Delayed Primary Closure of Wound Prevents Wound Infection after Surgery in Patients with Obstructive Jaundice
Keywords:Obstructive jaundice, Primary closure, Delayed primary closure.
Surgery in jaundiced patients is associated with a higher risk of postoperative complications compared with surgery in non jaundiced patients. These complications primarily consists of septic complications, hemorrhage, superficial surgical site infection (SSSI), wound dehiscence and renal disorders. Of them Surgical Site Infection (SSI) is found more commonly than other. This study was done to evaluate the effect of delayed primary closure on preventing wound infection than that of primary closure of wound after surgery in patients with obstructive jaundice. This randomized clinical trial was carried out at the Hepatobiliary and Pancreatic division of Department of Surgery in Bangabandhu Sheikh Mujib Medical University, Dhaka from July 2012 to June 2013. A total of 88 patients were included in this study who underwent surgical intervention for obstructive jaundice.
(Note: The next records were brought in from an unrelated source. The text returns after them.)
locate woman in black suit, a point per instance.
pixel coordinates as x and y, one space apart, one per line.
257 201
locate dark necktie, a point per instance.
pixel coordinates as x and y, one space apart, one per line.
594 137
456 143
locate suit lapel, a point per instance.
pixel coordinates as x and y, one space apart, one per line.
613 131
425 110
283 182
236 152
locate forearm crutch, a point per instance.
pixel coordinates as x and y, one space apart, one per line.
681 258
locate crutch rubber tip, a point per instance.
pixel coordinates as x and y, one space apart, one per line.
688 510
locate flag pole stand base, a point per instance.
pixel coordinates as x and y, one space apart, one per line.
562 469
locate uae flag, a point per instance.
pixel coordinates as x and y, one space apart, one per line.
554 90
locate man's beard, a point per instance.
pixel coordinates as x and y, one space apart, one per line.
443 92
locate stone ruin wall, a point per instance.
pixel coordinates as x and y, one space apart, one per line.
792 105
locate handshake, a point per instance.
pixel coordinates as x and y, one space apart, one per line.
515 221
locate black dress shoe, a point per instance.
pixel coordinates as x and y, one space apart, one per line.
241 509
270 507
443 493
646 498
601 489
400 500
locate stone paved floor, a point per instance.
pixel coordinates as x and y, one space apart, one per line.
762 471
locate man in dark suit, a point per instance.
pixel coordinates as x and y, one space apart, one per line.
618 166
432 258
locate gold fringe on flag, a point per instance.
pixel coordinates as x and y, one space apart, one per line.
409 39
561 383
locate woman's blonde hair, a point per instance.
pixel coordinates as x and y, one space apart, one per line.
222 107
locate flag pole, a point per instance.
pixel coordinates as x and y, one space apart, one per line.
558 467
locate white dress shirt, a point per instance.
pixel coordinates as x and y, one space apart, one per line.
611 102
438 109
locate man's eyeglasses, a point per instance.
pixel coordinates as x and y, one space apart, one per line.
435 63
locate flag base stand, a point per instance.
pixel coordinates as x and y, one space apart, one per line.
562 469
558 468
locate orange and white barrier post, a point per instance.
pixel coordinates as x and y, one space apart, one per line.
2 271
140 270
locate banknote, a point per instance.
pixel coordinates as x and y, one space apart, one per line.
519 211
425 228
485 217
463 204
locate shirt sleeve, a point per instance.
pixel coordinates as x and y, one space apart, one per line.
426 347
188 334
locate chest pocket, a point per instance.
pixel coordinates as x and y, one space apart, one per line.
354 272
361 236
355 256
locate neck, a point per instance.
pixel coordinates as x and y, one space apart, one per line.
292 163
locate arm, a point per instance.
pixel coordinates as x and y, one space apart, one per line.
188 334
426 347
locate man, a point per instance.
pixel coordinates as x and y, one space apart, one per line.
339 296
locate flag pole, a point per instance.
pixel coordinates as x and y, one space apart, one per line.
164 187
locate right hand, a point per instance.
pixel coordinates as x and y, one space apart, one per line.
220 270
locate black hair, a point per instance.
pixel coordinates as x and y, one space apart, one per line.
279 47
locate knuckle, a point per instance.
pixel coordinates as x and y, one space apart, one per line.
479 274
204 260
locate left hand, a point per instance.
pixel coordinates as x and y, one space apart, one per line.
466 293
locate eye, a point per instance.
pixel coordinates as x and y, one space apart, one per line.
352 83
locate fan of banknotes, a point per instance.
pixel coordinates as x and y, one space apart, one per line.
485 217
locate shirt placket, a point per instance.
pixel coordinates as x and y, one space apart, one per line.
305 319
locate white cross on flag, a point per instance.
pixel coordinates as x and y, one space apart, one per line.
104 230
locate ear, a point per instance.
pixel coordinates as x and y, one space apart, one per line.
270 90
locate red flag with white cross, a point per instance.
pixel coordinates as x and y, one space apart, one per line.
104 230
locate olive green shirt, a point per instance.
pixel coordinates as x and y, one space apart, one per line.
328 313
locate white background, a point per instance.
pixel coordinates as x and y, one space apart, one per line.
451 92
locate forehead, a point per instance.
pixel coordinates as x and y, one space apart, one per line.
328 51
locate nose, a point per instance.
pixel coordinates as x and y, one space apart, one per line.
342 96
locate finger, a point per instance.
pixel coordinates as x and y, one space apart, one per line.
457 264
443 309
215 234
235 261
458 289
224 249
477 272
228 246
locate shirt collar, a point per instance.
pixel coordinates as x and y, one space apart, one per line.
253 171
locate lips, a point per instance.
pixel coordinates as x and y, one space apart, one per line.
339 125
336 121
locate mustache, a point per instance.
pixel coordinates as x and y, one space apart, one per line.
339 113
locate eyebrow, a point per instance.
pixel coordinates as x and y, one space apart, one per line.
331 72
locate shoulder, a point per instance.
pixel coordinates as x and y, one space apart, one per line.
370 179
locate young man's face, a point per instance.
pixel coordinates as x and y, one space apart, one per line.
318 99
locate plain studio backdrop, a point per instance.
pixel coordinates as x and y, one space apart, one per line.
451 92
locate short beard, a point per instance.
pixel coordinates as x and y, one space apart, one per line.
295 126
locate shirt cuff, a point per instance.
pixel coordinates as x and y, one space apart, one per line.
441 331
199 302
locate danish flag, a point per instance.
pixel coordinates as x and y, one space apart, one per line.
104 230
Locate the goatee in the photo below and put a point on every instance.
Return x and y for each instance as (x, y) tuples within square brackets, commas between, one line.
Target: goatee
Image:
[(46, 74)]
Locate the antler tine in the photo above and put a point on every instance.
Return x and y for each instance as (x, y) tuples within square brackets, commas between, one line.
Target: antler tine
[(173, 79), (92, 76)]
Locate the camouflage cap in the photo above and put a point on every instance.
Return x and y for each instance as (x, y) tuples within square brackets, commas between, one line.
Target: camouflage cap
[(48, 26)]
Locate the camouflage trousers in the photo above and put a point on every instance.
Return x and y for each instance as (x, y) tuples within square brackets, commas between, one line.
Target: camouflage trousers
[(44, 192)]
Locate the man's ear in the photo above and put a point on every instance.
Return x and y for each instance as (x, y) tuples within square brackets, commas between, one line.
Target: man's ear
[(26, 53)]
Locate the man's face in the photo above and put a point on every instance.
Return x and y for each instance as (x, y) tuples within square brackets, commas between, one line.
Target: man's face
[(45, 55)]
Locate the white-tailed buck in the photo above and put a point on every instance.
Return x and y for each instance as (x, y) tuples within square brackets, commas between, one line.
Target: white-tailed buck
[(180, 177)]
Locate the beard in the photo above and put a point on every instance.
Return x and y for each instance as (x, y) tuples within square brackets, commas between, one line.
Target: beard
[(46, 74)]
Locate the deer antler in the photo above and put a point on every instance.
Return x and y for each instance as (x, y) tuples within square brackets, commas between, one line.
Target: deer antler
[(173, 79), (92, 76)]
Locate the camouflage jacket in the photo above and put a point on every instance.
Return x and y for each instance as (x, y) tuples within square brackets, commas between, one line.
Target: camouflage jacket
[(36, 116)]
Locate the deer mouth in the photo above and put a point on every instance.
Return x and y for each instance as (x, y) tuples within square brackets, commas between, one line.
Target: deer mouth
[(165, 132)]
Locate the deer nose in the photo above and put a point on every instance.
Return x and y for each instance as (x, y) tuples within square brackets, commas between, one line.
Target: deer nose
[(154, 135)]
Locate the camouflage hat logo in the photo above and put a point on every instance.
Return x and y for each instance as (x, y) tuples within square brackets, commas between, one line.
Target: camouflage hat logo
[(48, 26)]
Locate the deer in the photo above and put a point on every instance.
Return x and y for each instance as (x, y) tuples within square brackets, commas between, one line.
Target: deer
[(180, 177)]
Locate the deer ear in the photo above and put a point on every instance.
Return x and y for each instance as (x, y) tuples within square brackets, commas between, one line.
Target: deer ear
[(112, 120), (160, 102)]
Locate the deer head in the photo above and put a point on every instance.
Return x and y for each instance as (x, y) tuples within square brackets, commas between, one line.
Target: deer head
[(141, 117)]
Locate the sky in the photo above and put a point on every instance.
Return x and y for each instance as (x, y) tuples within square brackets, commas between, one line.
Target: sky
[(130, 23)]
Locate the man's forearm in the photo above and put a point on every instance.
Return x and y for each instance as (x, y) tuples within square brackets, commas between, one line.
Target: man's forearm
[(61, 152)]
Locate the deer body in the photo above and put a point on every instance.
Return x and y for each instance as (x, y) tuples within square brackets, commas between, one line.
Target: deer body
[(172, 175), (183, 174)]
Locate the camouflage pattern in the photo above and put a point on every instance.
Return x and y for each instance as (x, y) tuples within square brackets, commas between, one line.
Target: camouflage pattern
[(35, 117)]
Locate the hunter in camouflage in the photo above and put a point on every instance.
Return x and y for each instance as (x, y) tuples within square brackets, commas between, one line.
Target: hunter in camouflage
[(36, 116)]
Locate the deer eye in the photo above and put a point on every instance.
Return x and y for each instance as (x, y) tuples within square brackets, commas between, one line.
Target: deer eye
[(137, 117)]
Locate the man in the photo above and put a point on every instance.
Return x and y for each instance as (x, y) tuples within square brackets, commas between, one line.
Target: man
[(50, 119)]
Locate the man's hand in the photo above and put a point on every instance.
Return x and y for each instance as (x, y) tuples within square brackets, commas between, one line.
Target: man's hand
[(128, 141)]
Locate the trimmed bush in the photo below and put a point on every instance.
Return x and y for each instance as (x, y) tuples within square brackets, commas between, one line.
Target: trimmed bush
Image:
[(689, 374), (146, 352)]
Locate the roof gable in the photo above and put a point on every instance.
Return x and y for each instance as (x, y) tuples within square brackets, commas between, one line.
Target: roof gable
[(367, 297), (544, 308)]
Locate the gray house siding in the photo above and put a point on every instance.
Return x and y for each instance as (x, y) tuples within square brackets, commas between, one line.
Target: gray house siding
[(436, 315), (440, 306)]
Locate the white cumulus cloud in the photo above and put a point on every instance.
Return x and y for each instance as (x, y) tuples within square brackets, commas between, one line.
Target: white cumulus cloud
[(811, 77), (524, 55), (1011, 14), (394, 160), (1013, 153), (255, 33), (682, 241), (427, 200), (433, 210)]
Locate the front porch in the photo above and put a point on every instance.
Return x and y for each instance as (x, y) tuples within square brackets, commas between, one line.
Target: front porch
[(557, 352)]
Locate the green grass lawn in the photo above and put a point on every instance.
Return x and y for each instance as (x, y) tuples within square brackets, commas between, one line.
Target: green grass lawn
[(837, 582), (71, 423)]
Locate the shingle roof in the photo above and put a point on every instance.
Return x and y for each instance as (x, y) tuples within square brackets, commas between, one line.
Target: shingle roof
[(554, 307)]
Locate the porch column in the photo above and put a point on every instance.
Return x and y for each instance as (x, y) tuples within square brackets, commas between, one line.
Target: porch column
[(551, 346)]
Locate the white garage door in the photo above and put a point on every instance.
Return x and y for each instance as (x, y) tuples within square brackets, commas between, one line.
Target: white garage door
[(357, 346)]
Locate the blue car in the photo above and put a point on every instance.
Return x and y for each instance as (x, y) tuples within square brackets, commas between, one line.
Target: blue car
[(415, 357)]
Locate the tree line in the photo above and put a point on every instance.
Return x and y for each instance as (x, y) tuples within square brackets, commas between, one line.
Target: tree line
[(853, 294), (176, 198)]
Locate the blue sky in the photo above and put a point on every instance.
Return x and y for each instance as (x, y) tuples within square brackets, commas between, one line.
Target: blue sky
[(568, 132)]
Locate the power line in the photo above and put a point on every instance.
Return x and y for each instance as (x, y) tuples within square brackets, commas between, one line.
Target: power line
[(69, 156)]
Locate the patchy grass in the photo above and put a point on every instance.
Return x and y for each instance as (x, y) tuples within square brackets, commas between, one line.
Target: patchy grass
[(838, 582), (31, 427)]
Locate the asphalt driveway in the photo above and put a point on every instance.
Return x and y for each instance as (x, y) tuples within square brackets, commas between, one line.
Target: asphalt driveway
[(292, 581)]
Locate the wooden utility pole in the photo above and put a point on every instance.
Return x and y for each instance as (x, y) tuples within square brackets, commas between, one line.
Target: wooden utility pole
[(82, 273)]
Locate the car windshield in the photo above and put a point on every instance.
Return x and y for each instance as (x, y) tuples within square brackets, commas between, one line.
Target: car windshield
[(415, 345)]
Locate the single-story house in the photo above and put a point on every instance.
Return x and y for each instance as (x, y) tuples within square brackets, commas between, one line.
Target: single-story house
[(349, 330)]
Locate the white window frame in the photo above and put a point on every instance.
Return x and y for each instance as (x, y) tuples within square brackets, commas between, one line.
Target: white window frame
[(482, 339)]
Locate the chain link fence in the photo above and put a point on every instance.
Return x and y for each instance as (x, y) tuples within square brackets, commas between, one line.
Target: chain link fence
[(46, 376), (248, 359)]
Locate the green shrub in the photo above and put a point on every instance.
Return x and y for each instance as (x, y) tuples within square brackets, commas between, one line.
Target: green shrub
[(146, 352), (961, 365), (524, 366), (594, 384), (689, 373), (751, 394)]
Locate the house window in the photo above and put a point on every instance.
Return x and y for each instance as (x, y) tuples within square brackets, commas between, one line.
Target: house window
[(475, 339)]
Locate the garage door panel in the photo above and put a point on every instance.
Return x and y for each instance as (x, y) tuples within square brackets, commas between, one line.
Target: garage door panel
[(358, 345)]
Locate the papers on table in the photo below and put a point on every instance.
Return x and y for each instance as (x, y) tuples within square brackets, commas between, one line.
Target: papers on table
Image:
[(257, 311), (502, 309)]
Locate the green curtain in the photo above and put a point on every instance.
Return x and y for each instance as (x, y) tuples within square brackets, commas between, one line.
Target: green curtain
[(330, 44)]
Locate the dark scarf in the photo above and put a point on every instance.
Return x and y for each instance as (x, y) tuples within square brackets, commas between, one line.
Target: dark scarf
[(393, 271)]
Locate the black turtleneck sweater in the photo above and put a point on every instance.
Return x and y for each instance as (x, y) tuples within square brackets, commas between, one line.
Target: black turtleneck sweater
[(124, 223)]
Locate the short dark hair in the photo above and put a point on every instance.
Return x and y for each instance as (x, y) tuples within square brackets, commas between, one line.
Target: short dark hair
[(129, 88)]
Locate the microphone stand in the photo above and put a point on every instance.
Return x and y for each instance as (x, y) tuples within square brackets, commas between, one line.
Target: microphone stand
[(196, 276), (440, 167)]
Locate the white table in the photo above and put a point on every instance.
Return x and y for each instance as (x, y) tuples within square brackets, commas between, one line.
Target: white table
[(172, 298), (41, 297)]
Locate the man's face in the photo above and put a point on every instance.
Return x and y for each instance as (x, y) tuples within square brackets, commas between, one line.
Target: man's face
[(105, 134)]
These patients were divided into two groups randomly; control group (n=44) who underwent primary closure of the wound and experimental group (n=44) who underwent delayed primary closure of the wound. Patients demography, clinical presentation, comorbidities, pre, per and post operative variables and outcome were compared between two groups. Mean age of the patients of experimental and control group was 47.91± 14.63 and 42.25±12.13 years respectively. Duration of jaundice was significantly higher in experimental group 4.91±2.87 months than in control group 3.10±1.62 months. Postoperative wound infection was found significantly higher in control group (43.2%) than that of experimental group (11.4%). Postoperative hospital stay was significantly longer in control group (18.77± 6.24 days) than in experimental group (13.52±3.61 days). Delayed primary closure of wound reduces wound infection significantly than primary closure of wound in patients with obstructive jaundice.